I read through the book and tried to apply it's ideas to some projects I was working on, but didn't find it very useful - I found the humor style pretty corny, and the techniques it talks about seem mostly to be the author amusing himself with his personal fascination with metaphors. "How is your problem like an eggbeater" doesn't generate that many useful ideas for me, compared to many other possible, more focused techniques and thinking tools - I think our brains are naturally good at metaphors, but that doesn't mean we should sit down with a list of random things and try to connect them together by force of will - better to let the brain find connections naturally I think, from its years of experience and memories of the world.
It's core principle of "what's your 2nd and 3rd idea" (paraphrasing) is a useful one though - think of many possible solutions instead of just going with the first one.
The writing style was a bit tedious to me too - take one theory or statement, like "people use metaphors", and then fill pages upon pages of anecdotes that support that theory ("when people are tired they say *burning out*"). Plus some name-dropping of big corporations he's taught seminars too.
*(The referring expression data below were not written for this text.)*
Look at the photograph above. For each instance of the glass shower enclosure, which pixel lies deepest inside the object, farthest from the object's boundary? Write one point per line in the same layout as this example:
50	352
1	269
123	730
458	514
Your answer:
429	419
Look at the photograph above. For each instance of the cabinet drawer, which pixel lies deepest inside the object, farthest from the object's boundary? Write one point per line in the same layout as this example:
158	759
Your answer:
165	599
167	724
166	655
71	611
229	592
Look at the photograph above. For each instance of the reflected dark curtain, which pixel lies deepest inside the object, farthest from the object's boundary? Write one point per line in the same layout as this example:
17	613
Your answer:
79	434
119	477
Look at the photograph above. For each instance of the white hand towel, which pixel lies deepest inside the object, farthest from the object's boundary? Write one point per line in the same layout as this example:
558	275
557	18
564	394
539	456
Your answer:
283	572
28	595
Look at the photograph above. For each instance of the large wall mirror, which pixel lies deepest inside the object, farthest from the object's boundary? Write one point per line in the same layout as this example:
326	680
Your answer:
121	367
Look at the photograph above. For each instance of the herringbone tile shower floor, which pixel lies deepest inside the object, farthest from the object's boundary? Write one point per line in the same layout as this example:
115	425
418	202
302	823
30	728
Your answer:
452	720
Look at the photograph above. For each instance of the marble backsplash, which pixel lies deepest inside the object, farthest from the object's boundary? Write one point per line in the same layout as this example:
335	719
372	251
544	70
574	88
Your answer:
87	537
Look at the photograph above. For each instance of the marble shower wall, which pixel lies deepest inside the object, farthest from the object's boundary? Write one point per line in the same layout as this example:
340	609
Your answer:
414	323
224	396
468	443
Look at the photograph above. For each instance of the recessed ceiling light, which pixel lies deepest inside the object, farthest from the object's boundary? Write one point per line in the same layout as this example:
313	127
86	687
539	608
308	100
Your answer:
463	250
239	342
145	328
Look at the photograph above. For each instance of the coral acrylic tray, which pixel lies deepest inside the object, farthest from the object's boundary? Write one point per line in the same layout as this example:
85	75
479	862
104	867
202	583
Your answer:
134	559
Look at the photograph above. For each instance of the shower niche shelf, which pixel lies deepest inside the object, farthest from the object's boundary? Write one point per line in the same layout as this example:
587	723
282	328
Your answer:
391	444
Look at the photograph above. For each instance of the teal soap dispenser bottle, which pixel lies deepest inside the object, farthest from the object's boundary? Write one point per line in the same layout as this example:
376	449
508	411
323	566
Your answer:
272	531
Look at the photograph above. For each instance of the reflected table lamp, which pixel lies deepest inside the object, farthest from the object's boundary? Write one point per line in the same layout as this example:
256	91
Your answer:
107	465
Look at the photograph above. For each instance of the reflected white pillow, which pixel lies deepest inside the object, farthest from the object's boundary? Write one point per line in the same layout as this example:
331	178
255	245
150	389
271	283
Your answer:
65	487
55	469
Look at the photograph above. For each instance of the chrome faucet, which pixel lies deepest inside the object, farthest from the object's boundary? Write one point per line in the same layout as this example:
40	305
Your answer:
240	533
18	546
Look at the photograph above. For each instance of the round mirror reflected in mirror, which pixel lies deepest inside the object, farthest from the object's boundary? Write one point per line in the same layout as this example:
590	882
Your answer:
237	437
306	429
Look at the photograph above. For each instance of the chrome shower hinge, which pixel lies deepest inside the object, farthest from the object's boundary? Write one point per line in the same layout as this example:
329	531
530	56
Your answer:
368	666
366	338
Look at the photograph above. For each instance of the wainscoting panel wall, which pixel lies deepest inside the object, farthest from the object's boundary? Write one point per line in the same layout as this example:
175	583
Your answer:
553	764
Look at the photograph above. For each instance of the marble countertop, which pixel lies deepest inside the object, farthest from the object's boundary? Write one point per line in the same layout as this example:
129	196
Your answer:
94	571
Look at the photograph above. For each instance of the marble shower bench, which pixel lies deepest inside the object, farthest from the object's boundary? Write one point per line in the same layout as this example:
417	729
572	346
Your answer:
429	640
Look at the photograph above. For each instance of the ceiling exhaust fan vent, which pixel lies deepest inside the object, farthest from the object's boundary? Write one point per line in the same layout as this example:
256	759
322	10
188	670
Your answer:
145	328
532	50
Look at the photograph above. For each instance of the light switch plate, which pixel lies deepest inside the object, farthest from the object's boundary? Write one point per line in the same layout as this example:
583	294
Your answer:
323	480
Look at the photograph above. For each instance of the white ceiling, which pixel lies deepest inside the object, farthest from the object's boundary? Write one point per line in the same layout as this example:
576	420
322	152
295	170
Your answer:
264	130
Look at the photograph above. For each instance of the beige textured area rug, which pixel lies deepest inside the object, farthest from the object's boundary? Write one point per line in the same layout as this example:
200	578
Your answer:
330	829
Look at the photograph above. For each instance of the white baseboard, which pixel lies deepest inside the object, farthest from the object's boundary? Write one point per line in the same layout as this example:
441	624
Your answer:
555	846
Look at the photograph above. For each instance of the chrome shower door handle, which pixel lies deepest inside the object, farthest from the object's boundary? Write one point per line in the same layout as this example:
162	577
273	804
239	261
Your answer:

Felt like the signal-to-noise ratio was low - the number of useful ideas & techniques was small compared to the amount of redundant pontification on each one.
I also read "Conceptual Blockbusting", and that book has been more helpful for me - covers a wide range of possible techiques and approaches, and creative blocks to watch out for, where this one seems to focus on just a tiny subset of that book's breadth, despite a similar number of pages.
A lot of people found the book entertaining and helpful obviously - maybe the style just didn't resonate with me personally, or covered stuff I already feel like I have a handle on.